Residents of New Mexico are seeing an increased need for drug rehab and addiction recovery programs. Drug addiction is a problem that as it develops, destroys the user’s home life, career, social life, physical health, emotional wellbeing and robs them of their money. While attempting to end addiction problems on your own is the obvious first choice, most addicts will admit that their personal attempts at achieving lasting sobriety have failed miserably. At some point or another, desire to use overwhelms them and they relapse. It may be something as small as seeing an old drug using friend, or as major as loosing someone they care about and feeling that they have no way to handle their emotions other than to get high.

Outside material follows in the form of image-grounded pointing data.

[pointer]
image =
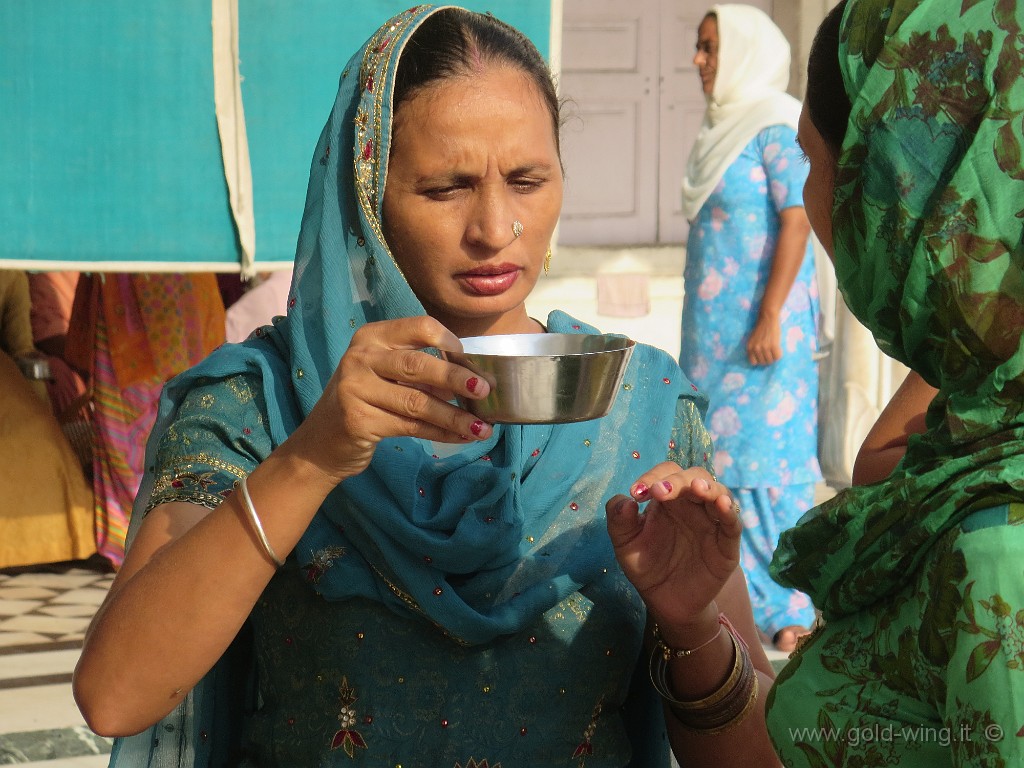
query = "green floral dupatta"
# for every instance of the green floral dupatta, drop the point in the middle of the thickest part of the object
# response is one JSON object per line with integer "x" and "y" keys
{"x": 928, "y": 225}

What enrolling and completing an effective drug rehab program can do is help the addicted person safely get off drugs, learn valuable life skills and address their underlying issues that lead them to choose drugs in the first place. When the person completes treatment they will have resolved these underlying issues, become educated on how to handle life drug-free and ways to remain sober when the urge or compulsion to use strikes them. The many gains a person receives because of drug rehab are countless. They will regain their health, become employable again or a better employee than they were, develop better family and friend relationships built on communication and trust and eventually their finances will improve with hard work.